The shorthand explanation: Two masters of gangster fiction, director Martin Scorsese and executive producer Terence Winter (The Sopranos), found a new way to tell an old story.
Steve Buscemi is wonderfully tortured and acerbic as Enoch "Nucky" Thompson, a fictional character based on a real crime boss from 1920s-era Atlantic City history. Like his real-life inspiration, Buscemi's Thompson straddles two worlds, using his status as the city's treasurer to mask his total control of the town's illegal trades — a business about to get a massive boost by the start of Prohibition.
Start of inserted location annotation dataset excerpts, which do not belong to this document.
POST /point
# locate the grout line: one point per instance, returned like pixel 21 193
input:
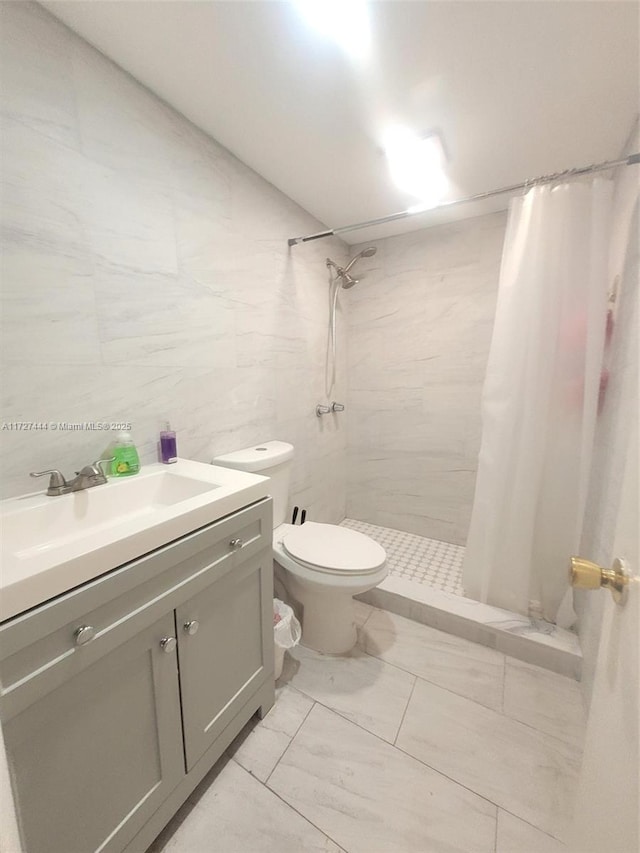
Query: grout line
pixel 532 825
pixel 406 708
pixel 293 738
pixel 500 711
pixel 304 817
pixel 409 755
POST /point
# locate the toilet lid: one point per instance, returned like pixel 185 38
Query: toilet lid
pixel 327 547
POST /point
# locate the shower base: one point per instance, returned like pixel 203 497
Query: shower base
pixel 425 584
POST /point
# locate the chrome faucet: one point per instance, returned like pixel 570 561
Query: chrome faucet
pixel 86 478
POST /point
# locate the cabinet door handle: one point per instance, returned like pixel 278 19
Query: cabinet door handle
pixel 84 634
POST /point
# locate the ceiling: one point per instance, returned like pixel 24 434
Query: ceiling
pixel 516 89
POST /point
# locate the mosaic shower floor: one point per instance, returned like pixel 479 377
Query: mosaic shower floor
pixel 416 558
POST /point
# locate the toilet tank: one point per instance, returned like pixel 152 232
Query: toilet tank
pixel 270 459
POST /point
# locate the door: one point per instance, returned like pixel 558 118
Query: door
pixel 95 756
pixel 608 804
pixel 225 646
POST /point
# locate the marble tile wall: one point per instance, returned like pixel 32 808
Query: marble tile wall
pixel 621 399
pixel 146 276
pixel 420 326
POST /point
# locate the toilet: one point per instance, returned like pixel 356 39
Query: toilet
pixel 322 565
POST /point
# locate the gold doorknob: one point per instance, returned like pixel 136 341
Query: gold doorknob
pixel 583 574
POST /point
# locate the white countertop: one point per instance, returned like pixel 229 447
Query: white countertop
pixel 52 544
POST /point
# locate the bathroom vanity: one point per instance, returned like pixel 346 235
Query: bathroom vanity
pixel 119 694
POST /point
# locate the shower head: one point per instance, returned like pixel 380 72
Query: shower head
pixel 348 281
pixel 343 273
pixel 369 252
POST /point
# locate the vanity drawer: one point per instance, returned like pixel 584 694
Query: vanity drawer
pixel 44 646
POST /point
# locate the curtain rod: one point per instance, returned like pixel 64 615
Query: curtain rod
pixel 634 159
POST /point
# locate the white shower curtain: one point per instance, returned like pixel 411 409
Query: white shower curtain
pixel 540 398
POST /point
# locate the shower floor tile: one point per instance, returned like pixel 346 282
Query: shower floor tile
pixel 416 558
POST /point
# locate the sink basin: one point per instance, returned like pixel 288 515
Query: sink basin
pixel 32 529
pixel 51 544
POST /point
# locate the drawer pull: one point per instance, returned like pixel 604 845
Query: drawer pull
pixel 84 635
pixel 168 644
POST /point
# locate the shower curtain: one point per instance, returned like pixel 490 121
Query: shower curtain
pixel 540 399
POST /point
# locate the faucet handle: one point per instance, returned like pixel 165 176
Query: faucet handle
pixel 100 462
pixel 57 478
pixel 57 483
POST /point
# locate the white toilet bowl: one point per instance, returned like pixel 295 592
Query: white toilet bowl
pixel 323 565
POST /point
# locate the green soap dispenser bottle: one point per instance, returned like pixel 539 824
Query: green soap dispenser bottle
pixel 125 456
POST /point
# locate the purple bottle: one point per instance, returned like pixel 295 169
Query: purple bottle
pixel 168 446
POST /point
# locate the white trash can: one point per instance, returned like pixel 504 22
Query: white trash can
pixel 286 632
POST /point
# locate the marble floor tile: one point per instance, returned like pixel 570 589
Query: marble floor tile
pixel 526 772
pixel 466 668
pixel 259 747
pixel 545 700
pixel 371 798
pixel 237 814
pixel 361 688
pixel 516 836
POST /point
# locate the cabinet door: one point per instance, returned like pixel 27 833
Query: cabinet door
pixel 95 756
pixel 230 654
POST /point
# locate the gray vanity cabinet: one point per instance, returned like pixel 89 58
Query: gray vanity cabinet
pixel 223 662
pixel 106 739
pixel 96 754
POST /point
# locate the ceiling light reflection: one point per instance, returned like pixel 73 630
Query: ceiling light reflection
pixel 344 21
pixel 417 166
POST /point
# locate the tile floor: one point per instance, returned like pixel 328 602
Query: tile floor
pixel 416 558
pixel 416 742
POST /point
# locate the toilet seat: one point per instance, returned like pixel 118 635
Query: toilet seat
pixel 329 549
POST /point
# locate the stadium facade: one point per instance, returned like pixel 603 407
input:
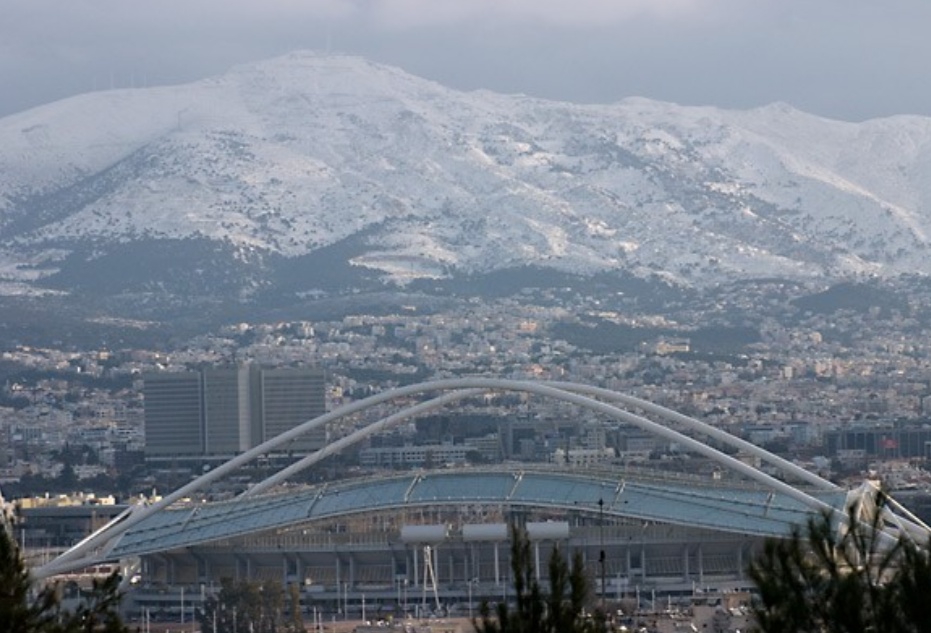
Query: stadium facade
pixel 440 537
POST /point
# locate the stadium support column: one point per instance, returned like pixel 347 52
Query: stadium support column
pixel 643 562
pixel 701 564
pixel 339 576
pixel 740 561
pixel 536 555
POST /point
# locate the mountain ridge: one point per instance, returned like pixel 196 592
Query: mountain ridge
pixel 282 158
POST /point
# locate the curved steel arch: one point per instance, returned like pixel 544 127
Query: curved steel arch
pixel 462 387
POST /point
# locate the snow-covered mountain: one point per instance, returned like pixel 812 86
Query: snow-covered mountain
pixel 274 161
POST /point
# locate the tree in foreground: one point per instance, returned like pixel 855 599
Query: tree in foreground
pixel 559 610
pixel 846 580
pixel 24 610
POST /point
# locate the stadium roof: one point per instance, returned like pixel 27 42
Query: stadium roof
pixel 745 511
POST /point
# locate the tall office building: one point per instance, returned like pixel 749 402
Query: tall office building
pixel 287 396
pixel 173 414
pixel 219 412
pixel 227 410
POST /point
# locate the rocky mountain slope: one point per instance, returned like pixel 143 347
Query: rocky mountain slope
pixel 305 172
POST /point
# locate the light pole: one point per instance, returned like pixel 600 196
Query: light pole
pixel 601 556
pixel 471 580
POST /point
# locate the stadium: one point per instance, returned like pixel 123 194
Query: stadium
pixel 437 540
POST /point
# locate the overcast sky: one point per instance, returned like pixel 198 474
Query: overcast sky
pixel 846 59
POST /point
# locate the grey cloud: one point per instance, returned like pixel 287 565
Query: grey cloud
pixel 841 58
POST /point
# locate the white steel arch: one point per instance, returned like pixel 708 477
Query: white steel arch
pixel 460 388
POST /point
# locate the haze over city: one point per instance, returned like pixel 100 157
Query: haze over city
pixel 325 303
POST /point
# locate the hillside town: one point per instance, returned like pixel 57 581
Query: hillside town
pixel 844 391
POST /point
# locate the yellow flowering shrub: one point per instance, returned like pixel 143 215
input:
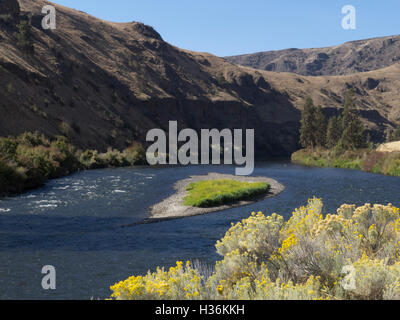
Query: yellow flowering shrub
pixel 353 254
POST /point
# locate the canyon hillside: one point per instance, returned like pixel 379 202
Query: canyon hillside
pixel 106 84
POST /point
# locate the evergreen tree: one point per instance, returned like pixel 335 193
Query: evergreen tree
pixel 393 134
pixel 307 138
pixel 334 132
pixel 320 127
pixel 353 129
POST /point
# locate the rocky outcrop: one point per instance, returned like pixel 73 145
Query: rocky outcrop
pixel 9 7
pixel 106 84
pixel 349 58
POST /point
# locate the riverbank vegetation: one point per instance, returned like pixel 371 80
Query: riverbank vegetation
pixel 29 160
pixel 361 159
pixel 341 142
pixel 212 193
pixel 353 254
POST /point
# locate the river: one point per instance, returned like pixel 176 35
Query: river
pixel 78 223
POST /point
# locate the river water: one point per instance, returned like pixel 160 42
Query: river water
pixel 78 223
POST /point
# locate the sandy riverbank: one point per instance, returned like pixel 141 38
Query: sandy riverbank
pixel 173 207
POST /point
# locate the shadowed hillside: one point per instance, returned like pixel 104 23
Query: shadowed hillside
pixel 351 57
pixel 105 84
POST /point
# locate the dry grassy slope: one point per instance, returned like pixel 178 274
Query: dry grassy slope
pixel 105 84
pixel 348 58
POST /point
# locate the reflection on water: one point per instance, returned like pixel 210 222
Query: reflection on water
pixel 76 223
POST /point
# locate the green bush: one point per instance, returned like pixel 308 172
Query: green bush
pixel 30 159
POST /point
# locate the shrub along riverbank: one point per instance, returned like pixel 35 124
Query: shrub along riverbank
pixel 387 163
pixel 29 160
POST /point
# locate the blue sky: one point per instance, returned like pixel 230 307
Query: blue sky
pixel 230 27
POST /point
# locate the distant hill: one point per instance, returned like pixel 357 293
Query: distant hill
pixel 105 84
pixel 348 58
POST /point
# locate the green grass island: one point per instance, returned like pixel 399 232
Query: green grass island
pixel 211 193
Buscemi's Thompson is just the kind of gangster we love to root for. Rich, powerful and ruthless, he's also got values, drawn to abused wife and Irish immigrant Margaret Schroeder (Kelly Macdonald), who seems to remind him of his own dead wife. When she loses a baby after a beating from her husband, Thompson does what we wish could be done to every brutish wife-beater on this earth, helping himself out of a jam in the process.
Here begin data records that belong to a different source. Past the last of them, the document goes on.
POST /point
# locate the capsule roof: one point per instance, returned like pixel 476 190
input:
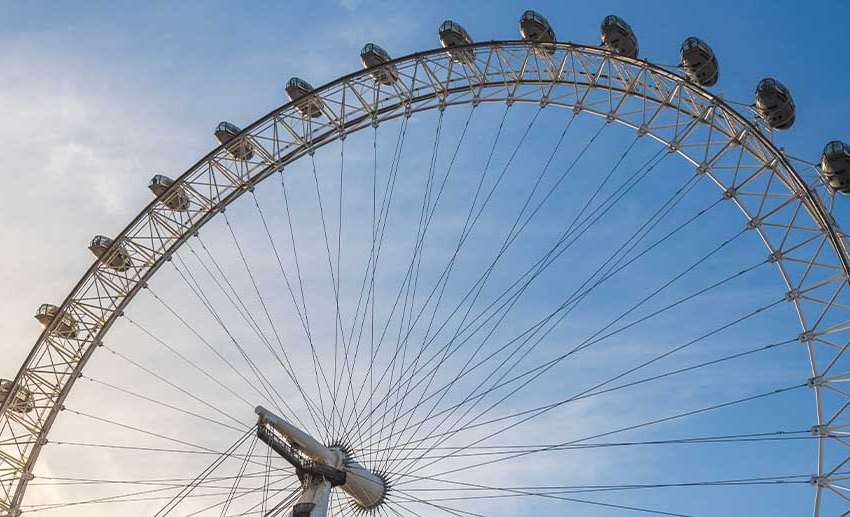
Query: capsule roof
pixel 534 16
pixel 614 20
pixel 768 84
pixel 46 309
pixel 371 48
pixel 100 241
pixel 836 148
pixel 450 26
pixel 699 61
pixel 694 42
pixel 297 82
pixel 161 180
pixel 227 127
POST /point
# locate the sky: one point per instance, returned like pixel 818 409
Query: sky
pixel 103 95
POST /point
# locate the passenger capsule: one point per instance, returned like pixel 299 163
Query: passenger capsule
pixel 699 62
pixel 22 400
pixel 241 150
pixel 774 104
pixel 373 56
pixel 835 166
pixel 177 200
pixel 535 28
pixel 453 35
pixel 618 37
pixel 119 260
pixel 300 92
pixel 66 328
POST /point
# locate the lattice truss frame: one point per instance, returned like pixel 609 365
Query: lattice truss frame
pixel 791 215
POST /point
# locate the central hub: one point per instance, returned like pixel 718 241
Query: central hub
pixel 319 468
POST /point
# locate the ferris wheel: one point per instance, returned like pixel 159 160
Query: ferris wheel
pixel 496 278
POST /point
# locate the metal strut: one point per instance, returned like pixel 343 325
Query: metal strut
pixel 319 468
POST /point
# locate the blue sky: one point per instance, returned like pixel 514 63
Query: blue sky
pixel 99 96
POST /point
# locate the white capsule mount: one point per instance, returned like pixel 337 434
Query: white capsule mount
pixel 319 467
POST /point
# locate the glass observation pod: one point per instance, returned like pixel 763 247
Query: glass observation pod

In a TV world drowning in anti-heroes, Thompson is a new model drawn from a vintage age — a slightly dirty politician on the cusp of becoming a major crime boss, with enough humanity left to wonder what he's losing in the process.
"(It's) the nature of America's love affair with the gangster as a sort of tragic hero," said Scorsese, who directed the pilot episode airing tonight. "(Pop culture critic Robert Warsow) describes loving the gangster for doing everything he can't do, but wanting him to pay for it at the end."
Based on an exhaustive history book on the town with the same name, Boardwalk Empire savors the detail of the period, re-creating 80-year-old Rolls-Royces, burlesque shows and the complex tangle of graft powering the town's barely hidden illegal liquor business.
Like another high-quality period piece, Mad Men, Empire also enjoys playing with the dissonance between the long-ago setting and modern times. As Prohibition starts in 1920, women can't yet vote, cities are largely segregated and some European immigrants are treated as badly as black people; when Schroeder takes a job in a dress shop the French owner officiously announces she must bathe at least once a week.
And yet, much of Empire feels painfully familiar to fans of mob movies and TV.
Thompson faces war with heavy-hitters in New York City when a sale of illegal liquor goes wrong, forcing his driver Jimmy Darmody to leave for Chicago, where he hooks up with an aspiring gangster named Al Capone. The Wire's Michael Williams makes an inspired appearance as Chalky White, the ironically named black gangster who ensures Thompson's election by turning out the "darky" vote and makes short work of a Ku Klux Klan member accused of lynching one of his men.
This being HBO, there also are lots of explicit scenes, from Thompson having sex with his girlfriend (the image of Buscemi's bare behind was seared into my eyeballs worse than any gory shootout; no mas, HBO!) to a man decapitated by a shotgun blast. And the creepiest character here is the government agent hot on Thompson's trail, a self-flagellating moral purist who can't connect with his distant wife and is willing to torture a dying man for information.
Though the story sags a bit as the episodes go on, it's clear that Winter has uncovered a world full of delicious possibilities — topped by the slow corruption of a compelling pragmatist that might just mirror the corruption of American society in general.
Move over, Mad Men. Looks like we've all got another show to tack on the growing list of stuff we're Tivo-ing on Sunday nights.
Boardwalk Empire debuts at 9 tonight on HBO. Grade: A. Rating: TV-MA (mature audiences).